I (26F) and my fiancé (26M) have been together 3 years now, we have a 15 month old son. My fiancé grew up in an abusive household (won’t admit to it being abuse) but he’s told my his dad used to be physical, and his mom was more phycological abuse(messed up punishments) he won’t go to therapy for any of this which he needs to and doesn’t agree with medication either, the medication part is fair if that’s what he chooses, but he needs to go to therapy.

He does this thing where he’s very passive aggressive and sarcastic with me and kinda shrugs important things I say off.
For instance he helps tons with our son, is not a lazy dad, and works long hours, our son now sleeps through the night but lately he’s been getting up because of bad teething, doesn’t bother me, because my fiancé gets up everyday at 4am but for instance, last night our son woke up an hour after bedtime and stayed up for 3 hours and my fiancé said he was really tired and said he’s really sorry so he slept, no biggie. He got a 12 hour sleep, I got an 8 hour sleep so still good BUT I’ve been having health issues so I’m exhausted, and said “well I got an 8 hour sleep but it’s all interrupted.” And he’s like “lots of complaining….mhm, life is hard love you.” And walks out of the room.

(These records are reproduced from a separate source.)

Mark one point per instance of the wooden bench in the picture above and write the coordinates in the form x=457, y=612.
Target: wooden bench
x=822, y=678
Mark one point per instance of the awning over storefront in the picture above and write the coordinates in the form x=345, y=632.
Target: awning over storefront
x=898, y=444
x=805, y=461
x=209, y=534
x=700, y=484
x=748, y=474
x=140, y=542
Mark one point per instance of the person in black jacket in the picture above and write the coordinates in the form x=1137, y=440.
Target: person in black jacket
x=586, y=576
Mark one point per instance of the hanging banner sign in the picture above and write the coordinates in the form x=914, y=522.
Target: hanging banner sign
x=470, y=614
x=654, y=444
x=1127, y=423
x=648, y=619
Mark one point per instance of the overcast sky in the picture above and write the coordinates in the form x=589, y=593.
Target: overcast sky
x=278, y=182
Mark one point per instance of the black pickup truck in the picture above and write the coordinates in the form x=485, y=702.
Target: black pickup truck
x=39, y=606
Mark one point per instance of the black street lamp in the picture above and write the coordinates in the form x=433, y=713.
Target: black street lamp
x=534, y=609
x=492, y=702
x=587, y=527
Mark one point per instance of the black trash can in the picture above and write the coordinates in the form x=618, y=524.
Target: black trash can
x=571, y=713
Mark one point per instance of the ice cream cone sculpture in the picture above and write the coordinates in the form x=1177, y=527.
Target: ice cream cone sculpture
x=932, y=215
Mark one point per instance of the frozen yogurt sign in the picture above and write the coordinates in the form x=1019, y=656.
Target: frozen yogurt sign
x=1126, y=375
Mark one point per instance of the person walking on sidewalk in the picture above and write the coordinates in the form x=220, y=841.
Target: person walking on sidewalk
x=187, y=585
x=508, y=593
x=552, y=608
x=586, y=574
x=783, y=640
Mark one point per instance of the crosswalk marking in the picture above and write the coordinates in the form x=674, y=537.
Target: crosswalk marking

For about a year or more I’ve been having health issues and doctors can’t find out what’s wrong, I agree I complain a lot….basically everyday. But he’ll say things like “your imaginary health issues, doctors have done tests there’s nothing wrong it’s all in your head” or if I said “what are we doing this weekend?” He’ll say things like “not sure haven’t thought that far ahead, it’s only Wednesday.” Or “why are we planning for this? It’s a month away.” Or if I ask alot of questions he’ll say “whatever gets me through this conversation with as least as many questions.” I’ll point something out on the street, just making conversation that’s apparently obvious to him and he’ll say “yup sometimes dogs are brown.” It drives crazy. It’s rude. It makes me angry. It hurts my feelings. It makes me feel stupid, it makes me feel like he’s undermining me. I definitely think he was not raised right, he wasent raised to have manners, and treat people with respect or have deep conversations and actually listen to people.

He’s VERY laid back, I used to love it, now it drives me crazy because he doesn’t care about anything…..what do I do….I love him so much and I don’t wanna have a broken home and my son not have his dad, but sometimes I’m at loss and don’t know what else to do because I can’t put up with this for the rest of my life.